Disney/ABC Explores Sale Of Local TV Stations

UPDATE 10/19/2013 8AM: Walt Disney is not now trying to sell its local ABC television stations, sources have told FOX Business.
The Burbank, Calif.-based media conglomerate was said to be considering a sale of the broadcast stations back in 2010, when it sold two smaller market stations in Flint, Mich., and Toledo, Ohio.

10/18 Posting....

Walt Disney Co. is looking to hire an investment bank to explore a possible sale of its eight owned and operated television stations, a move that could reap billions, The NY Post has learned.

Disney’s ABC-affiliated stations are in larger markets, including New York, Los Angeles and Chicago, and reach roughly 23 percent of US TV households.

The is not the first time Disney has flirted with selling its broadcast group, and sources cautioned that the media giant is still mulling the idea and may decide against it.
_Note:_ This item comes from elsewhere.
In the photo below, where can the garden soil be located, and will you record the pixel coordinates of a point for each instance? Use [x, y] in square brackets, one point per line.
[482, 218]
Disney isn’t considering a sale of the ABC network, according to sources.

Disney CEO Bob Iger is interested in what the broadcast business could fetch now that station valuations are much higher than when the company last explored a sale in 2010.

In July, Tribune paid $2.73 billion for 19 stations owned by Local TV, while Sinclair paid $985 million for seven Allbritton-owned stations. Earlier, Gannett bought Belo and its 20 stations for $1.5 billion.

There has been a wave of consolidation as companies buy up TV stations to reap the rising “retransmission” fees cable companies and other distributors cough up for the right to carry broadcast signals.

The more stations a company owns, the more leverage it has when it enters negotiations with pay-TV providers such as Comcast and Time Warner Cable.